The Great Pretender, Susannah Cahalan’s first book since Brain on Fire, her 2012 memoir of a rare, difficult-to-diagnose autoimmune disorder, investigates an infamous and groundbreaking 1973 study carried out by psychiatrist David Rosenhan. Rosenhan sent a group of eight healthy “pseudopatients” into mental institutions with the goal of determining whether it was possible for sane people to be admitted merely by faking symptoms of mental illness; namely, could doctors and staff “distinguish sanity from insanity.”
That study, published as “On Being Sane in Insane Places,” drastically reshaped psychiatry, and in doing so sparked a debate about not only the proper treatment of the mentally ill but also how we define and deploy the loaded term mental illness.
The more Cahalan delved into what Rosenhan’s study entailed, and tried to determine basics like who the pseudopatients actually were, the more complex the story became. This study was revolutionary in its own way; she notes that its publication “would upend the field of psychiatry and fundamentally change the national conversation around mental health”. And yet details and information around it, which should be clear and readily available for a study that had such major repercussions, proved scant and elusive, and Rosenhan’s own records confusing and secretive.

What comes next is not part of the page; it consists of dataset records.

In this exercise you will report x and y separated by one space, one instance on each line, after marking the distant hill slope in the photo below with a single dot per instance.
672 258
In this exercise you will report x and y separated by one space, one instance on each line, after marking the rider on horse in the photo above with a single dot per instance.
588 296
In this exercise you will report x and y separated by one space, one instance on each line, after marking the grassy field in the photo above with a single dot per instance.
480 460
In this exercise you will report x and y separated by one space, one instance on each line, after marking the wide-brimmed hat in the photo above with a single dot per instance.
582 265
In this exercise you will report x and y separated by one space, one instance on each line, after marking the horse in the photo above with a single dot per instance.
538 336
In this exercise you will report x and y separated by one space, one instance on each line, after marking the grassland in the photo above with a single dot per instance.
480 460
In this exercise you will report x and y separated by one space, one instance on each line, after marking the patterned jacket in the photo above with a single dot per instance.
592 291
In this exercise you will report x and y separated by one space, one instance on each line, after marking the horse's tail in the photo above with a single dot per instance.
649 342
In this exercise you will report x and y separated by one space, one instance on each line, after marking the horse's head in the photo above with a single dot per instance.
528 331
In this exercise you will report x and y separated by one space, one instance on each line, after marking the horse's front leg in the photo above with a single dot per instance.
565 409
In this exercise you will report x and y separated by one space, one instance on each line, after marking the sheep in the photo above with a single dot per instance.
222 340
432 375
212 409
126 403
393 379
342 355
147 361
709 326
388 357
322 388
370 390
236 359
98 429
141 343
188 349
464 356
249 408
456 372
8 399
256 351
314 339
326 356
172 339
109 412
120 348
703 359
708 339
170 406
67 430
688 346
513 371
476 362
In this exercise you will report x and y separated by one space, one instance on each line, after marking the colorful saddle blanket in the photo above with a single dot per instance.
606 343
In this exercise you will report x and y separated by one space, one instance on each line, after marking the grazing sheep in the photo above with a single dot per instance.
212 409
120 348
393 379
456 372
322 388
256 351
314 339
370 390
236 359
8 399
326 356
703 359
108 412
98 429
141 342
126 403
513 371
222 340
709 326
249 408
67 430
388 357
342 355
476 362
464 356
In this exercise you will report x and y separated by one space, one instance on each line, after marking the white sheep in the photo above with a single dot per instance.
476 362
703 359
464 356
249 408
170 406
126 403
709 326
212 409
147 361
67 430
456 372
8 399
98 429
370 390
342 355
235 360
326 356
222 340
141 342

Not to mention a creeping sensation of something not being quite right. Cahalan’s dogged research begins to unpack this, and what the implications may be, as the narrative progresses.
Cahalan was understandably interested in the experiences of the pseudopatients, since she’d been a type of one herself, having been initially labeled schizophrenic during her hospitalization, and she took it as “a challenge, a call to learn more and understand how this study, and the dramatic questions Rosenhan raised almost fifty years ago, could help the untold others whom our health care system still leaves behind.”
This reads like a medical detective story, and Cahalan writes from a first person perspective in some sections to better put some of her findings and interviews into context. As in her first book, she’s a smart and enjoyable narrator, so her presence in these parts of the bigger history work well. Plus she had that deeply seated personal interest in exploring this story:
Diseases like the one that set my brain “on fire” in 2009 are called the great pretenders because they bridge medical worlds: Their symptoms mimic the behaviors of psychiatric illnesses like schizophrenia or bipolar disorder, but have known physical causes, such as autoimmune reactions, infections, or some other detectable dysfunction in the body.
Elsewhere, Cahalan retreats and only reports the story, drawing often on the notes that Rosenhan collected from his pseudopatients during their time institutionalized. He went undercover in one location himself, under the name David Lurie, where he was diagnosed schizophrenic like most of the participants, perhaps because they followed a set list of symptoms and behaviors. As Lurie he wrote constantly to record his experiences, and fellow patients and even doctors asked if he was writing an expose of the hospital but then waved it off themselves. “It was just a joke. Of course David Lurie wasn’t writing an expose. That would be crazy.” The insights like this are illuminating, and sometimes chilling.
In the course of the investigation, Cahalan fills in back story from medical and psychiatric history, as well as tying it to the present, including the prevalence of fraud in medical and psychological research: “I notice fraud everywhere now. In the fall of 2018, Cornell University professor Brian Wansink resigned after thirteen of his papers — including one that showed how serving bowl size increases food consumption — were retracted and Cornell found he committed “academic misconduct in his research and scholarship…” (Tell that bit about bowl size to this author, please.)
But, much as I love all the side dives this takes, including points like the above, it brings me to the problem I had with this book. Cahalan’s research is so extensive, so comprehensively no-stone-unturned, that the general thread of the study and Rosenhan’s work often gets lost. There are so many additional forays and explorations that it’s easy to lose sight of this primary story, or get confused and forget who’s doing what where and why. This isn’t helped by all the obfuscation and mystery around the study, its participants, and the question of whether at least some of it was fabricated.
It’s highly entertaining to read, and well written considering the wealth of information, which is probably why you don’t notice immediately that the organization is a mess. I only realized how scattered, and how much of a problem it was, once I started trying to write about it. I can barely articulate what exactly it’s about, or coherently explain what trails it veers off on.
So that’s worth knowing. It’s like a page-turning mystery, you’ll learn a lot, including about unexpected areas, but you might get lost and if you’re a stickler for organization, good luck. If you’re willing to just read it for what it is, it’s a compelling, unpredictable mishmash of psychiatric/medical history, fraud investigation, and detective story.
The Great Pretender:
The Undercover Mission That Changed Our Understanding of Madness
by Susannah Cahalan
published November 5, 2019 by Grand Central
I received an advance copy courtesy of the publisher for unbiased review.